Clyde was sitting at the table, staring into space, a bottle and glass in front of him. The eyes he turned on her were glazed and bloodshot.
He muttered, ‘Oh, there you are,’ as if he’d been waiting for her to join him.
She said, ‘I’ll make some black coffee.’
‘No, sit down. I’ve got to talk to you.’
She said, ‘If it’s about what happened earlier—I’m sorry …’
‘Oh, that.’ He made a vague, dismissive gesture. ‘No, it’s something else.’
He was a terrible colour, she thought uneasily.
He said, ‘Tonight—I lost tonight, Samma.’
The fact that she’d been expecting such news made it no easier to hear, she discovered.
She said steadily, ‘How much?’
‘A lot. More than a lot. Money I didn’t have.’ He paused, and added like a death knell, ‘Everything.’
Samma closed her eyes for a moment. ‘The hotel?’
‘That, too. It was the last game, Samma. I had the chance to win back all that I’d lost and more. You never saw anything like it. There were only the two of us left in, and he kept raising me. I had a running flush, king high. Almost the best hand you can get.’
She said in a small, wintry voice, ‘Almost, but not quite it seems.’
Clyde looked like a collapsed balloon. She was afraid he was going to burst into tears. ‘He had—a running flush in spades, beginning with the ace.’
There was a long silence, then Samma roused herself from the numbness which had descended on her.
She said, ‘You and Hugo Baxter have been playing poker together for a long time. Surely he’ll be prepared to give you time—come to some arrangement over the property …’
‘Baxter?’ he said hoarsely. ‘I’m not talking about Baxter. It was the Frenchman, Delacroix.’
This time, the silence was electric. Samma’s hand crept to her mouth.
She felt icy cold. ‘What—what are we going to do?’
‘Baxter will help us,’ he said rapidly. ‘He promised me he would. He—he doesn’t want to see us go under. He’s going to see Delacroix with me tomorrow to—work something out. He’s being—very generous.’

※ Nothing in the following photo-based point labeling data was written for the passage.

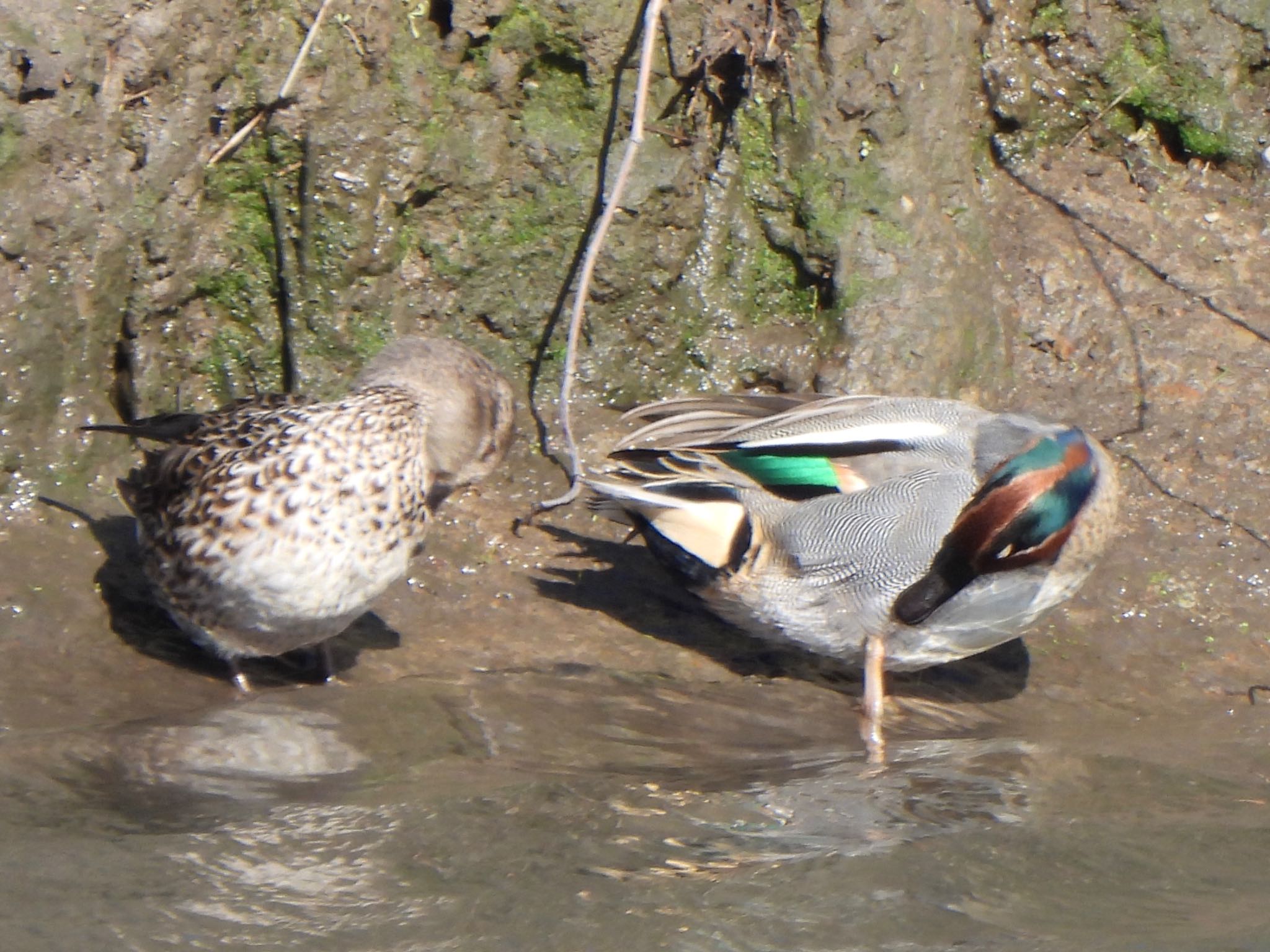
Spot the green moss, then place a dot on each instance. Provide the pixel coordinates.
(771, 286)
(1148, 79)
(526, 31)
(1048, 20)
(11, 140)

There was something about the way he said it—the way he didn’t meet her gaze.
She said, ‘Why is he being so—generous? What have you promised in return. Me?’

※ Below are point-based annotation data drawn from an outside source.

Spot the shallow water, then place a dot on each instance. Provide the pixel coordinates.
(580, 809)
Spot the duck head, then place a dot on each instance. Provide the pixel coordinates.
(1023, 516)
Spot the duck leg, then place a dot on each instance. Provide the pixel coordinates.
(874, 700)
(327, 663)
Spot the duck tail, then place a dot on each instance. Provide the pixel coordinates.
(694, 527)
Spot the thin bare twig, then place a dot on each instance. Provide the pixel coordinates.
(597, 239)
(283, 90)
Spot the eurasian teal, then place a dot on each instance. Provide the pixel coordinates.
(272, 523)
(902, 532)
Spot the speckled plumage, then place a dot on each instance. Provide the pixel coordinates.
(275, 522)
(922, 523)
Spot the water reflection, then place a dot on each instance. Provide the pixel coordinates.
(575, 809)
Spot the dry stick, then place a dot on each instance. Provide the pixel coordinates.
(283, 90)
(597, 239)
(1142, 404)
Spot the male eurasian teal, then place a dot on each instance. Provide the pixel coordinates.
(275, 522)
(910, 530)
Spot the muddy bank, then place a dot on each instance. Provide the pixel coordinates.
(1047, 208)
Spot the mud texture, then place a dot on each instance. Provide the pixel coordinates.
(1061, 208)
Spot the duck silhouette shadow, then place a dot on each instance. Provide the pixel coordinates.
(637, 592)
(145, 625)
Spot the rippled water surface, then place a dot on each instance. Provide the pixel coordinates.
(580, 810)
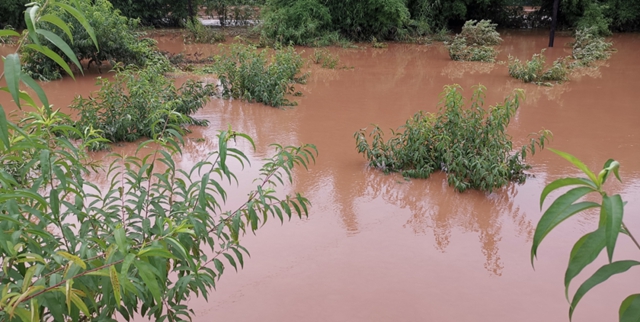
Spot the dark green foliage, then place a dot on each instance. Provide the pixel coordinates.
(470, 145)
(325, 58)
(140, 103)
(117, 41)
(589, 247)
(606, 15)
(144, 238)
(12, 13)
(250, 74)
(198, 33)
(534, 71)
(590, 47)
(363, 19)
(300, 22)
(475, 41)
(233, 12)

He looked self-righteous. ‘What do you take me for?’
‘Shall we try pimp?’ Samma said, and Clyde came out of his chair, roaring like a bull, his fists clenched. He met her calm, cold stare and subsided again.
‘We—we mustn’t quarrel,’ he muttered. ‘We have to stick by each other. Baxter—likes you, you know that. And he’s lonely. It wouldn’t hurt to be nice to him, that’s all he wants. Why, you could probably get him to marry you …’

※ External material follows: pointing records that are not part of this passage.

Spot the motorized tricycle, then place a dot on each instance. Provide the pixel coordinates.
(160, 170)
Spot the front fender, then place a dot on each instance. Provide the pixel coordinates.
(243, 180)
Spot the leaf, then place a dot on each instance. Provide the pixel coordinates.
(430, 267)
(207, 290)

‘Which would make everything all right, of course,’ she said bitterly. ‘Forget it, Clyde, the idea makes me sick to my stomach.’
‘Samma, don’t be hasty. What choice do we have? Unless Baxter supports me in some deal with Delacroix, we’ll be bankrupt—not even a roof over our heads.’
She rose to her feet. ‘This is your mess, Clyde,’ she said. ‘Don’t expect me to get you out of it.’
Back in her own room, she leaned against the closed door and began to tremble like a leaf. In spite of her defiant words, she had never felt so frightened, so helpless in her life. She seemed incapable of rational thought. She wanted to cry. She wanted to be sick. She wanted to lie down on the floor, and drum with her heels, and scream at the top of her voice.
All she seemed to see in front of her was Hugo Baxter’s sweating moon face, his gaze a trail of slime as it slid over her body.
No, she thought, pressing a convulsive fist against her lips. Oh God, no!
Clyde said there was no other choice, but there had to be. Had to …
‘A year out of your life.’ The words seemed to reverberate mockingly in her brain. ‘A year out of your life.’
She wrapped her arms round her body, shivering. No, that was unthinkable, too. She shouldn’t even be allowing such an idea to enter her mind.
And yet, what could she do—caught, as she was, between the devil and the deep sea once again? But surely that didn’t mean she had to sell herself to the devil?